Al Pacino’nun başrolünü oynadığı Scarface filminde canlandırdığı Tony Montana tam da böyle bir ortamda arkadaşına dönüp şöyle diyordu: “Sakin ol, bu adamlar bize iyilik yapmıyor!


Yayın Tarihi:

Kategori:


Yorumlar

11 yanıt

  1. Pazarlama Cadısı avatarı

    Marka tarafında olmak için eğitilmiş ancak öğrencilik döneminde dijital ajanslara kapılmış, pek çok büyük markaya blogları, web 2.0 dünyasını ve sosyal medyayı anlatmaya çalışmış biri olarak…Sosyal medya hala tam olarak ölçümlenemiyor. Internetin tam anlamıyla ölçümlendiği gerçeğinin karşısında sosyal medyayı kim nasıl ölçecek bilinmiyor. Konuşulan tüm ölçümleme mekanizmaları pozitif değerlendirmelere ait. Hiç mi negatif kriterler yok. Hiç mi değersiz içerik yok mesela? Bunun tam olarak cevabını alamayan markalar haklı olarak sadece pr değerini göze alıyorlar. Ancak eski yolların bile yeterince rahatsız edici olduğunun farkında olmadıklarından tamamen yabancı kaldıkları blog yazarlarna nasıl davranılır haberleri yok. Gazetelerden yazarları çağırmak gibi sanıyorlar. Listele, gönder, gelsinler yedir içir birer yazı yazsınlar tamam 🙂 Bir yazının sponsoru olmuş gibiler kısacası. Geçen sene uluslararası bir marka bloguma sponsor olmak istedi. Sebep toplamda 12 yazımda markalarının beğendiğim uygulamalarından bahsetmem, onları anlatmammış. Reddettim çünkü dili sivri bir insan olarak yarın yanlışlarını gördüğümde yazmaktan zevk alacağım.Son olarak da markaların kategorilere takmış olduğu. O kategorinin içindeyse gelsin. Ama bu adamlar kimdir, ne yazar, neleri sever. Hiç bir kişiselleştirmesi yok. Böyle bir duruşa kesinlikle destek veririm.

  2. Melih Bayram Dede avatarı

    Merhaba Serdar Bey,

    Çok güzel bir konuya temas etmişsiniz.
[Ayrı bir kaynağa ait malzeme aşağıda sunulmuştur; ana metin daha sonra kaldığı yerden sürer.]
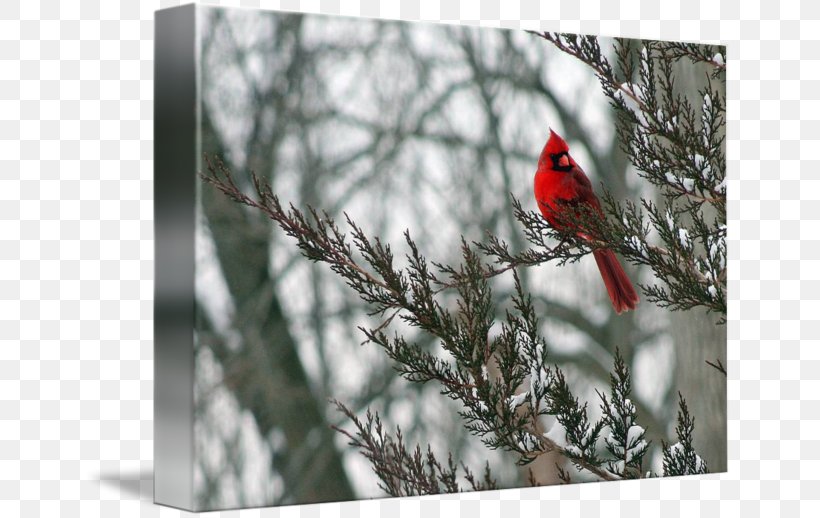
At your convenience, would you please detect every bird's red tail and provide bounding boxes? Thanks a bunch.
[592,249,638,314]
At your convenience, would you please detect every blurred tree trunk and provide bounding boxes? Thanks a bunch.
[201,107,354,503]
[668,310,727,472]
[658,58,727,472]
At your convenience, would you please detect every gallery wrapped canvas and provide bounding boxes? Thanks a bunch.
[155,5,727,511]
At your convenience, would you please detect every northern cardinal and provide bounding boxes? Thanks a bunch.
[535,129,638,314]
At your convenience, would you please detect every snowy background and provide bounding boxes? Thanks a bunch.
[195,9,726,508]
    “gazeteci dediğin nedir, bir seyahat / toplantı ayarlarsın, eline de üç kuruşluk bir hediye tutuşturursun, oturur yazar” sözünü bazı meslektaşlarımız sayesinde hak ettiğimizi düşünüyorum. Medya steril bir sektör değil. Kimse bunun aksini iddia edemez.

    Öte yandan “Ben bu ülkede haber / toplantı ambargosu uygulanan, mahkemeye verilme teşebbüsünde bulunulan tek teknoloji yazarıyım” demişsiniz.

    Bu bilgiye bir ek yapmak zorundayım:

    Bendeniz Marjinal Halkla İlişkiler tarafından Türkiye’nin ilk süper bilgisayarını HP geliştirmediğini yazdığım için 2 yıl süren bir ambargoya maruz kaldım.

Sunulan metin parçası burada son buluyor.